Helena entrou, meio sem jeito, agradecendo em voz baixa.— Eu prometo não atrapalhar — ela murmurou.
— Helena… — Júlia virou no banco, segurando sua mão — você não atrapalha. É da família. Sempre foi.
Helena mordeu o lábio, emocionada, e desviou o olhar. Era o máximo de vulnerabilidade que ela conseguia demonstrar.
Júlia entrou no carro logo depois. Sentou-se, prendeu o cinto, respirou fundo e deixou a felicidade preencher tudo de novo. Tinha sua irmã ali, tinha o homem que amava ao lado, e estava a minutos de começar uma nova vida.
Por alguns quilômetros, o clima foi leve.
Helena fez uma ou outra brincadeira sobre a roupa simples de Júlia, Júlia brincou de volta dizendo que ela parecia ter saído correndo do apocalipse, e o noivo ria das duas como se apreciasse aquele caos familiar.Tudo parecia normal. Tudo parecia certo.
Até que o noivo ficou tenso de repente.
— Segura.
O tom da voz dele mudou.
Júlia abriu os olhos na mesma hora… e viu.Um caminhão.
Vindo rápido demais. Na contramão.O impacto veio como um soco no universo.
O mundo rodou. Vidros estilhaçaram. Helena gritou no banco de trás. O carro rodopiou até parar de forma brutal contra a grade metálica da estrada.O cheiro de gasolina inundou o ar.
Júlia tentou se mexer, mas uma fisgada violenta cortou seu peito. Tudo estava embaralhado — os sons, as luzes, as respirações desesperadas.
Ouviu a voz do noivo primeiro.
— Helena… Helena! Consegue me ouvir?
Ele tentou soltar o cinto, tossindo entre a fumaça.

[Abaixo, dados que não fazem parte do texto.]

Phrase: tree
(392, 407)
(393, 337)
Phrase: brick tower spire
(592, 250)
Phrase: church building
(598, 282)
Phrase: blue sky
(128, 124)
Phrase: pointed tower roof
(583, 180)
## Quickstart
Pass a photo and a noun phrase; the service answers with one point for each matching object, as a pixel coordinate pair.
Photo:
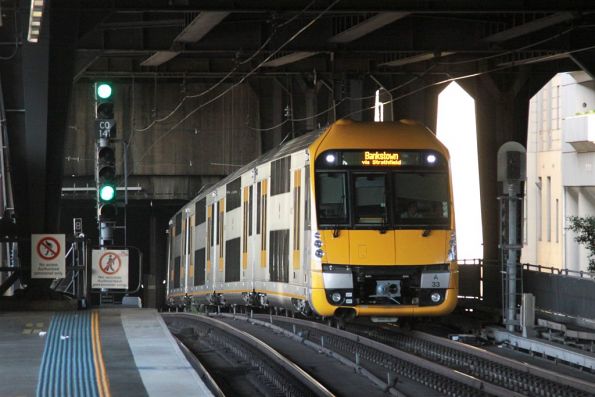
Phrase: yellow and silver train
(352, 220)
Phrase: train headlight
(336, 297)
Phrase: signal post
(105, 165)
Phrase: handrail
(561, 272)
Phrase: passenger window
(332, 197)
(370, 199)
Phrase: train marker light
(336, 297)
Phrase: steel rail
(449, 373)
(202, 372)
(519, 366)
(308, 381)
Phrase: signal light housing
(103, 90)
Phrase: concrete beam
(585, 60)
(367, 26)
(530, 27)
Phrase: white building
(560, 175)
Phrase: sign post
(47, 256)
(109, 269)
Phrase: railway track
(395, 360)
(238, 363)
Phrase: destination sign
(381, 158)
(369, 158)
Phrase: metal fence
(568, 292)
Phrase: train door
(186, 249)
(251, 234)
(220, 227)
(190, 251)
(183, 254)
(210, 245)
(170, 252)
(307, 243)
(297, 222)
(263, 224)
(246, 200)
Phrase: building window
(539, 201)
(557, 231)
(548, 198)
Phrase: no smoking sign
(47, 256)
(109, 269)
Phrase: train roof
(345, 133)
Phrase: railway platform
(98, 353)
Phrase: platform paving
(133, 348)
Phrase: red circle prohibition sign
(110, 263)
(48, 248)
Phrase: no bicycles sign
(47, 256)
(110, 269)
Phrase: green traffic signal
(107, 193)
(103, 90)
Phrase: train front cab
(385, 244)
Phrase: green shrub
(584, 227)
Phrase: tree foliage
(584, 227)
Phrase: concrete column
(502, 109)
(271, 113)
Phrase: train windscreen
(406, 191)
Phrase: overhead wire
(201, 106)
(224, 78)
(453, 79)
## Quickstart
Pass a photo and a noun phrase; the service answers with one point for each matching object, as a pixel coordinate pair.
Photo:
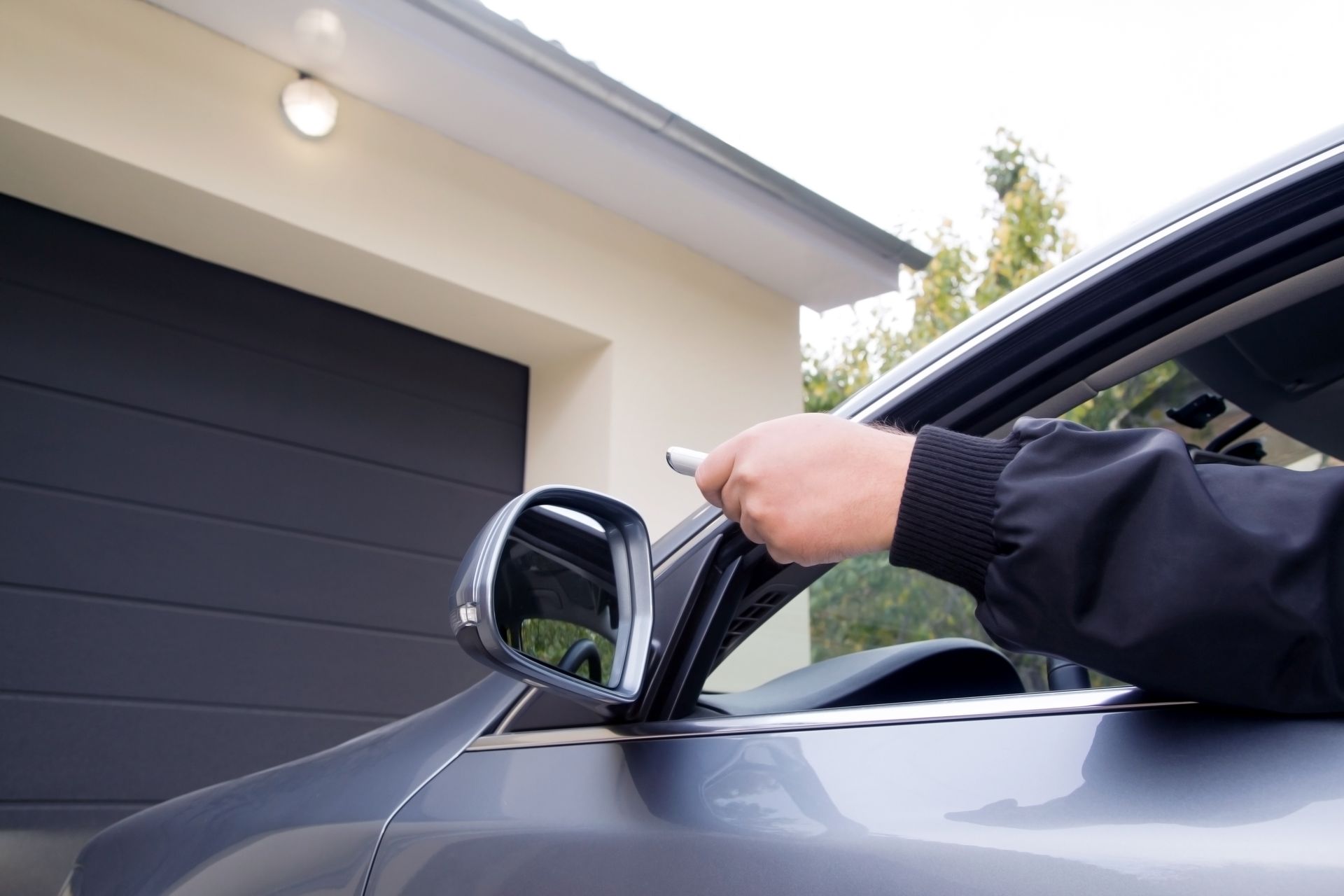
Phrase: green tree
(864, 602)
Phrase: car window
(864, 602)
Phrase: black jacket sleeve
(1113, 550)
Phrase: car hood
(307, 827)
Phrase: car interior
(1226, 337)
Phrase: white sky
(882, 106)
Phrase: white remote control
(685, 461)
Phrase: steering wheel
(580, 653)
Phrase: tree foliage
(864, 602)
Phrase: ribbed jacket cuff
(945, 526)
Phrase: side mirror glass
(556, 590)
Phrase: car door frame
(1284, 219)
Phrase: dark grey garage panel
(229, 517)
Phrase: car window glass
(864, 602)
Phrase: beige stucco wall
(134, 118)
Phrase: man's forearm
(1114, 551)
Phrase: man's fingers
(714, 473)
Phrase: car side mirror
(556, 590)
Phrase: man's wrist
(945, 522)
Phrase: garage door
(229, 517)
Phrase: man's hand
(812, 488)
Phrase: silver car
(597, 761)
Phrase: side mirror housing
(556, 592)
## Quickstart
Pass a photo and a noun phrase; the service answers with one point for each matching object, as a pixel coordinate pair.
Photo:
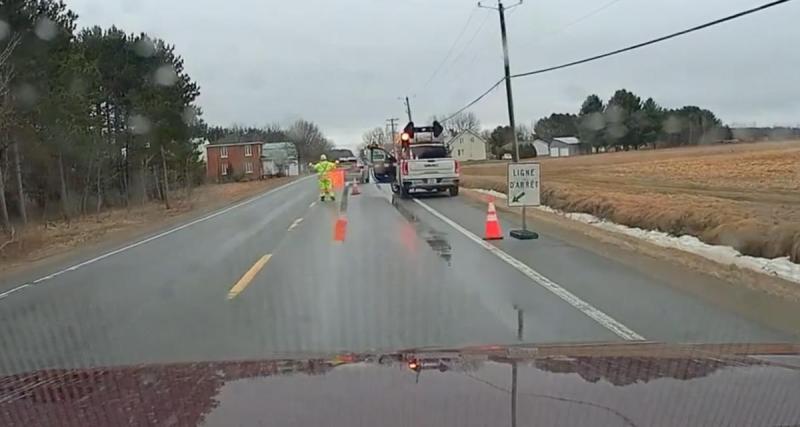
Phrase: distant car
(353, 166)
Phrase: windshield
(301, 190)
(429, 152)
(340, 153)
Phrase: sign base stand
(524, 234)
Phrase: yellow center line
(248, 277)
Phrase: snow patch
(778, 267)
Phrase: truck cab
(421, 162)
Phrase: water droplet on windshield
(190, 115)
(145, 47)
(46, 29)
(5, 30)
(673, 124)
(166, 76)
(26, 95)
(139, 124)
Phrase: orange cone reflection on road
(340, 229)
(493, 231)
(337, 177)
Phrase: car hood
(610, 384)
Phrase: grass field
(41, 240)
(746, 196)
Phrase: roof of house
(571, 140)
(227, 144)
(466, 131)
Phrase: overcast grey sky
(344, 63)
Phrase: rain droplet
(26, 95)
(166, 76)
(594, 121)
(673, 124)
(145, 47)
(615, 114)
(5, 30)
(139, 124)
(46, 29)
(190, 115)
(616, 130)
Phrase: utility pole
(523, 234)
(408, 109)
(507, 69)
(392, 123)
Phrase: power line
(653, 41)
(475, 101)
(471, 40)
(450, 51)
(580, 19)
(626, 49)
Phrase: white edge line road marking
(151, 238)
(598, 316)
(295, 223)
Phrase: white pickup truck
(429, 168)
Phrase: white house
(541, 146)
(467, 145)
(566, 146)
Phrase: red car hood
(616, 384)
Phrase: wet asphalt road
(403, 278)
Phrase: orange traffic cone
(493, 231)
(340, 229)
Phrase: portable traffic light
(408, 133)
(437, 128)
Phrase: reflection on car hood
(613, 384)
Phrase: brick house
(233, 161)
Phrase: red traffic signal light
(408, 132)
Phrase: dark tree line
(91, 118)
(627, 122)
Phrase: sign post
(523, 190)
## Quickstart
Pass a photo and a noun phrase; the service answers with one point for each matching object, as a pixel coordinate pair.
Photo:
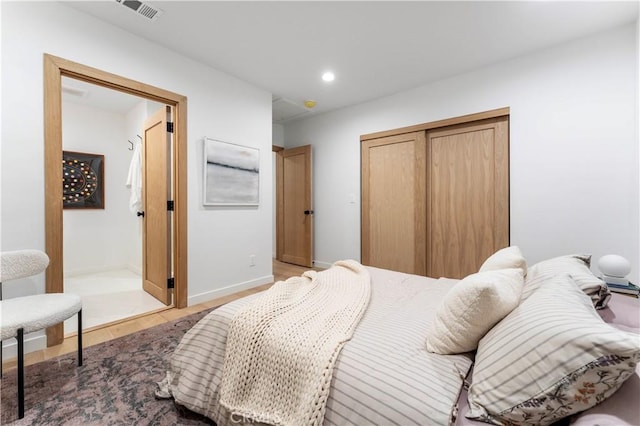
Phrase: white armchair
(22, 315)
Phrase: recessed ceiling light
(328, 76)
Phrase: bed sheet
(383, 375)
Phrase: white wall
(573, 147)
(277, 133)
(220, 240)
(98, 239)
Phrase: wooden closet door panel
(394, 203)
(468, 193)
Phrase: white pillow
(506, 258)
(471, 308)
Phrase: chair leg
(20, 338)
(80, 338)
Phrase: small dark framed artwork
(82, 180)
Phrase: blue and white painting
(231, 174)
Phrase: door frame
(54, 69)
(280, 200)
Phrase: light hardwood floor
(96, 335)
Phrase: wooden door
(294, 206)
(467, 196)
(156, 191)
(394, 202)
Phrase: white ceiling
(375, 48)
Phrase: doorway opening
(102, 228)
(54, 69)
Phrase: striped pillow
(576, 265)
(550, 357)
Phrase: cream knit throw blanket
(281, 348)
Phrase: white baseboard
(32, 343)
(225, 291)
(320, 264)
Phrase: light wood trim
(279, 205)
(440, 123)
(54, 69)
(502, 198)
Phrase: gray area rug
(115, 386)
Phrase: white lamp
(614, 269)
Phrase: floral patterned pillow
(551, 357)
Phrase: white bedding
(383, 375)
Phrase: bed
(384, 374)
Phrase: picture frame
(82, 180)
(231, 174)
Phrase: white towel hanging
(134, 180)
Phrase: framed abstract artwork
(231, 174)
(82, 180)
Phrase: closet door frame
(426, 127)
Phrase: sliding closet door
(394, 202)
(467, 196)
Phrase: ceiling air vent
(285, 110)
(142, 9)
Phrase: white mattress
(384, 375)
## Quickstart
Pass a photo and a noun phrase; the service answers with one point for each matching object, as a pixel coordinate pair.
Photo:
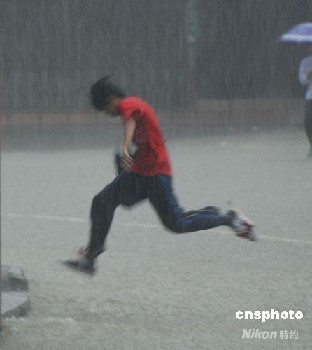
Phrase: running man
(145, 175)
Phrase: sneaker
(211, 210)
(242, 226)
(83, 262)
(207, 210)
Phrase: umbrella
(301, 33)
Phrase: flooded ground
(154, 289)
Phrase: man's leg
(164, 201)
(127, 189)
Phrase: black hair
(100, 92)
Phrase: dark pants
(128, 189)
(308, 120)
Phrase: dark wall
(238, 52)
(51, 51)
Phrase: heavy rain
(231, 106)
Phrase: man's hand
(126, 160)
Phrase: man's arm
(129, 127)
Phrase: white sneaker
(242, 225)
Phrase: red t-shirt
(151, 157)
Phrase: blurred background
(204, 64)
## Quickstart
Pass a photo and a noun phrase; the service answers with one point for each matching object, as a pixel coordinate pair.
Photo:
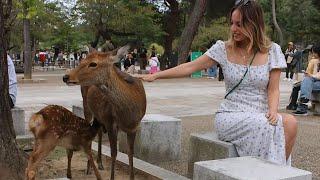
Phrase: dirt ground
(55, 166)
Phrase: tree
(11, 158)
(190, 30)
(119, 20)
(274, 19)
(171, 20)
(29, 10)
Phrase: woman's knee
(290, 124)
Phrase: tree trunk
(171, 23)
(190, 30)
(27, 49)
(12, 162)
(274, 19)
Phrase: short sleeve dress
(241, 117)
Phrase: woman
(248, 116)
(153, 62)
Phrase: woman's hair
(316, 49)
(253, 26)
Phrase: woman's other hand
(272, 118)
(146, 77)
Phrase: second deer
(56, 126)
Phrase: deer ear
(121, 52)
(91, 49)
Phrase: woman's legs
(294, 97)
(290, 132)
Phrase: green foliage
(207, 34)
(121, 17)
(299, 20)
(159, 48)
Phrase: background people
(310, 82)
(13, 85)
(289, 55)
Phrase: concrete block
(78, 110)
(18, 118)
(315, 98)
(158, 139)
(143, 72)
(247, 168)
(207, 146)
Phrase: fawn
(56, 126)
(123, 103)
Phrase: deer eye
(92, 64)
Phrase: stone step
(247, 168)
(207, 146)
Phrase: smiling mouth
(72, 83)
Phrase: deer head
(96, 69)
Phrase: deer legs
(69, 154)
(40, 150)
(130, 141)
(112, 134)
(87, 150)
(99, 161)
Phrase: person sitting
(248, 116)
(153, 62)
(129, 64)
(13, 87)
(311, 70)
(310, 82)
(289, 55)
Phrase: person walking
(248, 116)
(289, 55)
(13, 85)
(310, 83)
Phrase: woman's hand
(272, 118)
(146, 77)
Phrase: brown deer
(123, 104)
(56, 126)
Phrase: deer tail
(35, 123)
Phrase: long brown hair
(253, 26)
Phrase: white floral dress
(241, 117)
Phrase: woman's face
(236, 28)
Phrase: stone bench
(18, 117)
(247, 168)
(315, 101)
(158, 139)
(207, 146)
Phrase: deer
(123, 104)
(57, 126)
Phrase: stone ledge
(247, 168)
(31, 81)
(158, 139)
(207, 146)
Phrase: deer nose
(65, 78)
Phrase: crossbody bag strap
(244, 75)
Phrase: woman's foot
(302, 110)
(292, 107)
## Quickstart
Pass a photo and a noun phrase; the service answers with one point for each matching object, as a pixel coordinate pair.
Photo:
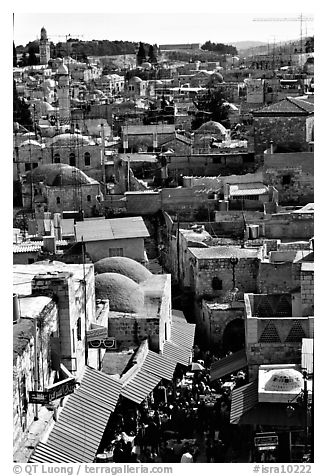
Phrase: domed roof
(123, 293)
(69, 140)
(59, 175)
(213, 127)
(125, 266)
(284, 380)
(136, 79)
(62, 69)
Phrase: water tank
(49, 244)
(253, 232)
(15, 309)
(223, 205)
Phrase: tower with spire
(44, 47)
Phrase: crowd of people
(179, 421)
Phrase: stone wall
(246, 271)
(23, 369)
(307, 289)
(129, 330)
(275, 278)
(279, 130)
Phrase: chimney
(16, 316)
(155, 140)
(49, 244)
(57, 226)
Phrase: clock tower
(44, 47)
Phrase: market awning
(228, 365)
(177, 353)
(243, 399)
(82, 421)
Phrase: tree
(141, 55)
(153, 54)
(211, 106)
(32, 59)
(21, 112)
(14, 56)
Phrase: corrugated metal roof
(140, 386)
(48, 454)
(177, 353)
(182, 333)
(107, 389)
(248, 189)
(228, 364)
(117, 228)
(243, 399)
(307, 355)
(27, 247)
(83, 419)
(159, 365)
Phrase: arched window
(72, 159)
(87, 158)
(216, 284)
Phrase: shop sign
(266, 440)
(97, 333)
(57, 390)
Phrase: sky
(169, 22)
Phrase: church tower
(63, 93)
(44, 47)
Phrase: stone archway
(233, 338)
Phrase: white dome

— Eu vou te tirar daqui, calma — disse, virando-se para trás.
Júlia tentou falar, mas sua voz saiu falha, presa na garganta.
— Eu… eu tô aqui…
Mas ele não a ouviu.
Ou, talvez, não conseguiu.Helena chorava, presa, tremendo.
E ele se virou inteiro para ela.— Fica comigo, tá? Eu te protejo — a voz dele quebrava.
O calor aumentava.
A visão de Júlia ficava turva.
Tudo estava se apagando… quando uma voz que ela não conhecia surgiu próxima, urgente, masculina, firme:
— Ei! Ei! Fica comigo. Não fecha os olhos.
Alguém a puxou com força calculada, braços sólidos envolvendo seu corpo frágil.
Ela tentou focar o rosto dele — não era o do noivo. Era um homem mais velho, desesperado, determinado, com uma expressão que misturava medo e coragem.
— Você vai ficar bem — ele prometeu, carregando-a para longe.
E, segundos depois, o carro explodiu atrás deles, iluminando tudo com uma luz que Júlia não veria acordada.
O mundo escureceu antes que ela pudesse entender quem a salvava.
Quem a segurava como se sua vida importasse.
Como se ela fosse tudo naquele momento.